Although we are open to all other formats, we believe that there are great advantages to publishing our journal online. We want to create a sustainable journal and don’t want to seek its prestige only when/if we eventually use the printed form. For this reason we are defining Aphroconfuso as an online literary journal. However, we do not exclude any other format that can supplement the online format. Other formats may include print publications, podcasts, audiobooks, e-books, physical or online events, and others.


Żerriegħa — Davinia Hamilton


6 100 words

An essay on language, memory, and the ground beneath our feet

In the beginning of the second lockdown, Davinia planted a seed for the first time in her life. It was part of a performance that a friend  had devised, and consisted of a zoom call with the performer who would talk the “audience member” through the process of planting seeds in the compost and pot that the performer had sent in the post, together with the seeds themselves.

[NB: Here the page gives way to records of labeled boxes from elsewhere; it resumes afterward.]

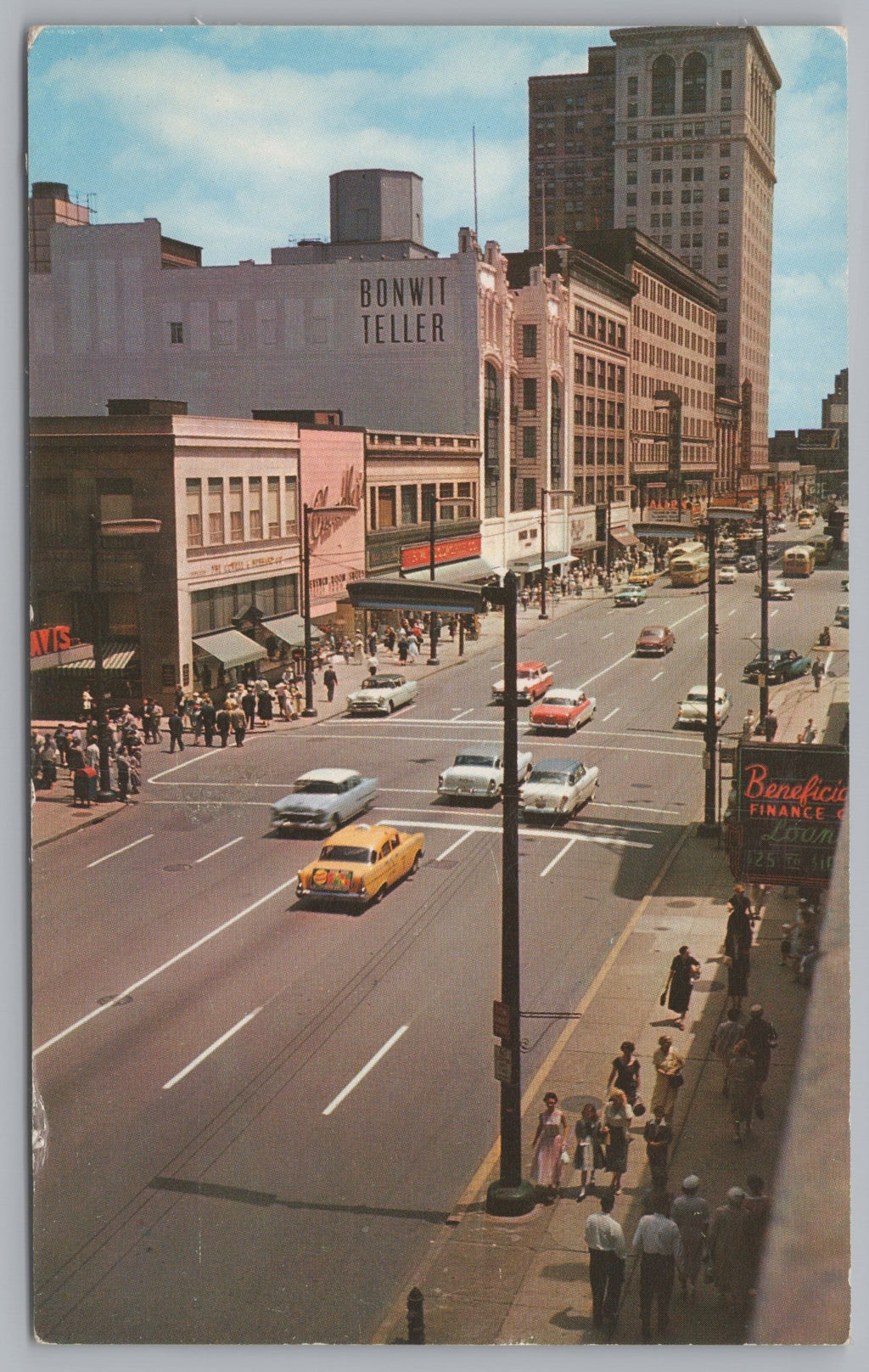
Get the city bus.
[782,543,814,576]
[811,534,833,566]
[670,543,709,586]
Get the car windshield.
[319,844,376,863]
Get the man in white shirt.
[633,1195,682,1343]
[586,1191,628,1338]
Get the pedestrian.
[648,1033,686,1121]
[530,1091,568,1205]
[713,1009,743,1096]
[573,1100,606,1200]
[744,1006,778,1120]
[633,1195,681,1343]
[728,1038,757,1143]
[670,1173,711,1301]
[169,706,183,753]
[643,1105,673,1191]
[586,1191,628,1339]
[660,944,700,1029]
[709,1187,749,1314]
[603,1087,633,1195]
[606,1038,646,1116]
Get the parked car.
[528,686,597,734]
[614,586,646,605]
[743,648,811,686]
[272,767,377,833]
[296,824,425,909]
[347,672,419,715]
[754,581,793,599]
[676,686,733,724]
[492,663,554,704]
[437,744,532,800]
[635,624,676,657]
[628,566,658,586]
[519,757,597,820]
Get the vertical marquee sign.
[728,744,849,886]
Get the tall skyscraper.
[529,26,782,468]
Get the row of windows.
[368,481,477,530]
[187,476,299,548]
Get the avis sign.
[728,744,849,886]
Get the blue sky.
[27,26,847,430]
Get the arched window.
[682,52,706,114]
[653,53,676,115]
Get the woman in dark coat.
[664,944,700,1029]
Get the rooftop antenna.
[470,123,479,243]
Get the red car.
[635,624,676,657]
[492,663,554,704]
[528,686,597,734]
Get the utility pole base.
[485,1180,537,1216]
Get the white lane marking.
[163,1006,261,1091]
[323,1025,410,1114]
[196,835,244,863]
[31,878,296,1058]
[87,835,154,867]
[437,829,473,862]
[378,819,653,850]
[540,835,577,877]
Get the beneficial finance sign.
[728,744,849,886]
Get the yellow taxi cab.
[296,824,425,908]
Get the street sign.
[495,1043,513,1082]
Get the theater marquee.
[728,744,849,886]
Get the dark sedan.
[743,648,811,686]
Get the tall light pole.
[539,486,573,619]
[301,505,356,717]
[87,514,163,801]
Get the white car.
[676,686,733,724]
[347,672,419,715]
[437,744,532,800]
[519,757,597,820]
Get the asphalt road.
[33,518,844,1343]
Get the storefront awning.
[193,628,266,666]
[401,557,495,586]
[261,615,323,648]
[52,638,138,672]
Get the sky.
[27,25,847,430]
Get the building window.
[248,476,263,539]
[283,476,299,537]
[187,477,201,548]
[209,476,225,543]
[401,486,417,524]
[229,476,244,543]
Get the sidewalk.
[374,678,847,1345]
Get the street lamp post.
[87,514,162,801]
[301,505,356,719]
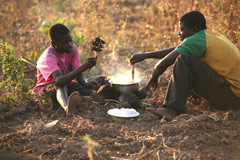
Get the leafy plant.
[0,40,33,104]
[54,0,71,12]
[83,135,100,160]
[39,17,87,46]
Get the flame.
[102,48,140,84]
[109,70,140,84]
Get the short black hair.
[180,11,207,30]
[49,23,70,41]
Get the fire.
[101,49,140,84]
[109,70,140,84]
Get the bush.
[0,40,33,106]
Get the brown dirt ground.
[0,0,240,160]
[0,87,240,160]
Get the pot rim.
[108,79,141,86]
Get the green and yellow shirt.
[176,29,240,97]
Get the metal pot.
[109,80,140,94]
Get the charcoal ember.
[97,84,118,100]
[119,92,141,109]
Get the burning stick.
[132,64,134,83]
[89,37,106,71]
[91,37,106,57]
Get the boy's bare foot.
[66,91,80,115]
[146,107,177,121]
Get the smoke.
[100,50,140,83]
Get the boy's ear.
[191,26,199,33]
[51,40,57,47]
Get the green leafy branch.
[39,17,87,46]
[0,39,33,104]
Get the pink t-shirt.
[33,44,81,94]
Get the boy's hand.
[83,57,97,69]
[146,78,158,91]
[84,80,100,89]
[130,53,145,65]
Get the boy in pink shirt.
[33,24,99,114]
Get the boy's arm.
[51,58,96,87]
[130,47,175,64]
[147,50,180,90]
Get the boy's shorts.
[42,82,93,108]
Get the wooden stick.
[132,64,134,83]
[20,57,37,67]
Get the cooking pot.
[109,79,140,94]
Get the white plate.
[107,108,140,118]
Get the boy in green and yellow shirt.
[130,11,240,120]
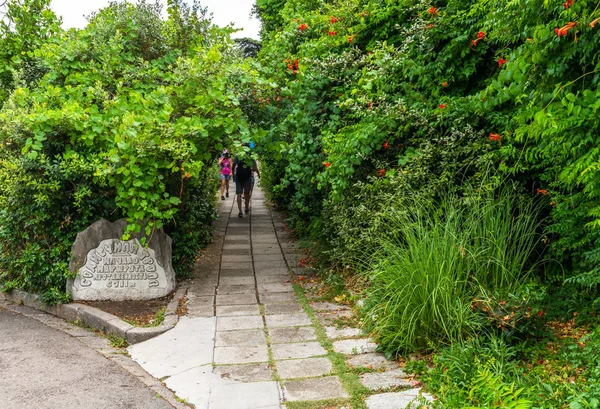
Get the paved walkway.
[129,188,434,409]
[0,306,176,409]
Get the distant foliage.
[0,1,255,300]
[254,0,600,292]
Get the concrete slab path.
[129,188,348,409]
[129,188,436,409]
[0,306,177,409]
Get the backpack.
[235,159,252,181]
[221,159,231,176]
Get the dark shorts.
[235,179,252,195]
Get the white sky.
[52,0,260,39]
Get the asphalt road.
[0,307,172,409]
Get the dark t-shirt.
[233,156,256,182]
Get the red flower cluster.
[490,133,502,142]
[554,21,577,38]
[471,31,485,47]
[285,60,298,74]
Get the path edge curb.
[2,287,187,345]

Much to her surprise, the seeds sprouted and took root. Prevented by the lockdown from visiting her family over Christmas, Davinia instead got more and more into her plants. She cycled through empty streets and walked in the parks in South West London, and as winter gave way to spring, she was exhilarated by all the signs of life around her.

Her new awareness of the different kinds of trees was exciting and learning to tell them apart felt as if a whole new world had opened up. “London Plane, Poplar, Hornbeam, Oak, Large-leaved Lime, Hazel, Ash, Silver Birch, Blackthorn, Weeping Birch, Crab Apple, Willow, Sweet Chestnut, Horse Chestnut. 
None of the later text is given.